Research in natural language processing proceeds, in part, by demonstrating that new models achieve superior performance (e.g., accuracy) on held-out test data, compared to previous results. In this paper, we demonstrate that test-set performance scores alone are insufficient for drawing accurate conclusions about which model performs best. We argue for reporting additional details, especially performance on validation data obtained during model development. We present a novel technique for doing so: expected validation performance of the best-found model as a function of computation budget (i.e., the number of hyperparameter search trials or the overall training time). Using our approach, we find multiple recent model comparisons where authors would have reached a different conclusion if they had used more (or less) computation. Our approach also allows us to estimate the amount of computation required to obtain a given accuracy; applying it to several recently published results yields massive variation across papers, from hours to weeks. We conclude with a set of best practices for reporting experimental results which allow for robust future comparisons, and provide code to allow researchers to use our technique.

Paper Structure

This paper contains 28 sections, 8 equations, 4 figures, 11 tables.

Figures (4)

  • Figure 1: Current practice when comparing NLP models is to train multiple instantiations of each, choose the best model of each type based on validation performance, and compare their performance on test data (inner box). Under this setup, (assuming test-set results are similar to validation), one would conclude from the results above (hyperparameter search for two models on the 5-way SST classification task) that the CNN outperforms Logistic Regression (LR). In our proposed evaluation framework, we instead encourage practitioners to consider the expected validation accuracy ($y$-axis; shading shows $\pm 1$ standard deviation), as a function of budget ($x$-axis).
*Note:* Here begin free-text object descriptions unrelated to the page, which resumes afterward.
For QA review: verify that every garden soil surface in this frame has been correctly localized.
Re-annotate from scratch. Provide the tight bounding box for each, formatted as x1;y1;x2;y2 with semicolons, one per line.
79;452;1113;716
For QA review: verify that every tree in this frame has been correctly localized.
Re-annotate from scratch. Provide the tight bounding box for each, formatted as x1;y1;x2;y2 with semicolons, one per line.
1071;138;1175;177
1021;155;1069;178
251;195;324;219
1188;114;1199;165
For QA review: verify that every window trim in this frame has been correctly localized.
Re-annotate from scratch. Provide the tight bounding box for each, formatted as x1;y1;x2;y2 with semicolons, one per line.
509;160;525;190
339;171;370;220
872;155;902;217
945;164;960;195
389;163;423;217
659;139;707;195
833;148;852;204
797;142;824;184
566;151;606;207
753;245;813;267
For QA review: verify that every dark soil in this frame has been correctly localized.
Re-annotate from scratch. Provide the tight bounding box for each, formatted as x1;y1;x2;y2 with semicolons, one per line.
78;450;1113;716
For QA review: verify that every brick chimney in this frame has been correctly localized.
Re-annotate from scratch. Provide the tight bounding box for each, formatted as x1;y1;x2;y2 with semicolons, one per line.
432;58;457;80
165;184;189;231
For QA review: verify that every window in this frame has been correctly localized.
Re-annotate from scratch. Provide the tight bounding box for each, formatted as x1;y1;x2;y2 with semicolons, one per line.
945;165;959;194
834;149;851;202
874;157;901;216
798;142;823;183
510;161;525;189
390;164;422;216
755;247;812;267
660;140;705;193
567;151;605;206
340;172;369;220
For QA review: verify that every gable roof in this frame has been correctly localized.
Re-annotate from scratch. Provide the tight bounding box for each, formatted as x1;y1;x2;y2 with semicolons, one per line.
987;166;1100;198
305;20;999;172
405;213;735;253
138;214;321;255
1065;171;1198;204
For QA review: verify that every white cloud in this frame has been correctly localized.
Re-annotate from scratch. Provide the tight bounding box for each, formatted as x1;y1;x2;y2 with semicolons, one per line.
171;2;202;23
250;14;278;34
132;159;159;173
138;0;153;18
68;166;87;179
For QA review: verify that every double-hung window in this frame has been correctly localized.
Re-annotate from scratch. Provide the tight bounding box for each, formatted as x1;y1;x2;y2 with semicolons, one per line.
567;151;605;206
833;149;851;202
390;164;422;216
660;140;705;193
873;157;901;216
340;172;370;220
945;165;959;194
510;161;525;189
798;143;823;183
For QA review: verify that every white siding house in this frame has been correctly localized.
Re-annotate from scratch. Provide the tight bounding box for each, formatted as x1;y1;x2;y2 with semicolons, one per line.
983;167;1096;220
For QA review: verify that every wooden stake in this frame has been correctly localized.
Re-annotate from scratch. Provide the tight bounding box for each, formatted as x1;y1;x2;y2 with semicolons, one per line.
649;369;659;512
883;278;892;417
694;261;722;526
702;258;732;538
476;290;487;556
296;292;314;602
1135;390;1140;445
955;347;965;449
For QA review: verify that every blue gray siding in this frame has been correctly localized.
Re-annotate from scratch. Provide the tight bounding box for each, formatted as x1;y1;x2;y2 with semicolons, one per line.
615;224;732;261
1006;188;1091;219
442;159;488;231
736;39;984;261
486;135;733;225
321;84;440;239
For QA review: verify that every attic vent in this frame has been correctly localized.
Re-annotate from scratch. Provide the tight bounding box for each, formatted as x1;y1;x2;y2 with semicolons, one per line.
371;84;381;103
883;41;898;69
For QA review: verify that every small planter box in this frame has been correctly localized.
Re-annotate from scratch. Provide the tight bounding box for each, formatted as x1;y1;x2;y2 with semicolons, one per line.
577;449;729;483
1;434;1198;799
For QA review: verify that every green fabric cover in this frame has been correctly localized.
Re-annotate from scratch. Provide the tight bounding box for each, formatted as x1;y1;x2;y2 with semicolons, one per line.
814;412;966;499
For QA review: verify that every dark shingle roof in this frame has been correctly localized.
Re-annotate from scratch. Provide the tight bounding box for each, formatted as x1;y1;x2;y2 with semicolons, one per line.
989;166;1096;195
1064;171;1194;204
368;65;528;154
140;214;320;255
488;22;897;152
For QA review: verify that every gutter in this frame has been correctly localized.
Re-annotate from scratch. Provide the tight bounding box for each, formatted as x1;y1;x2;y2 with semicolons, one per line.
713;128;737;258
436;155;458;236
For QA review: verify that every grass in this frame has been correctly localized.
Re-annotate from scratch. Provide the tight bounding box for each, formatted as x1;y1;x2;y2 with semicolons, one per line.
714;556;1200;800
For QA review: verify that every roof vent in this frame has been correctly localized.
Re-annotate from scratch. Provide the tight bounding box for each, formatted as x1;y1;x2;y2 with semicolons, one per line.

Each point on a curve is the expected value of the best validation accuracy obtained ($y$) after evaluating $x$ random hyperparameter values. Note that (1) the better performing model depends on the computational budget; LR has higher expected performance for budgets up to 10 hyperparameter assignments, while the CNN is better for larger budgets. (2) Given a model and desired accuracy (e.g., 0.395 for CNN), we can estimate the expected budget required to reach it (16; dotted lines).
  • Figure 2: Expected maximum performance of a BCN classifier on SST. We compare three embedding approaches (GloVe embeddings, GloVe + frozen ELMo, and GloVe + fine-tuned ELMo). The $x$-axis is time, on a log scale. We omit the variance for visual clarity. For each of the three model families, we sampled 50 hyperparameter values, and plot the expected maximum performance with the $x$-axis values scaled by the average training duration. The plot shows that for each approach (GloVe, ELMo frozen, and ELMo fine-tuned), there exists a budget for which it is preferable.
  • Figure 3: Comparing reported accuracies (dashed lines) on SciTail to expected validation performance under varying levels of compute (solid lines). The estimated budget required for expected performance to match the reported result differs substantially across models, and the relative ordering varies with budget. We omit variance for visual clarity.
  • Figure 4: Comparing reported development exact-match score of BIDAF (dashed line) on SQuAD to expected performance of the best model with varying computational budgets (solid line). The shaded area represents the expected performance $\pm 1$ standard deviation, within the observed range of values. It takes about 18 days (55 hyperparameter trials) for the expected performance to match the reported results.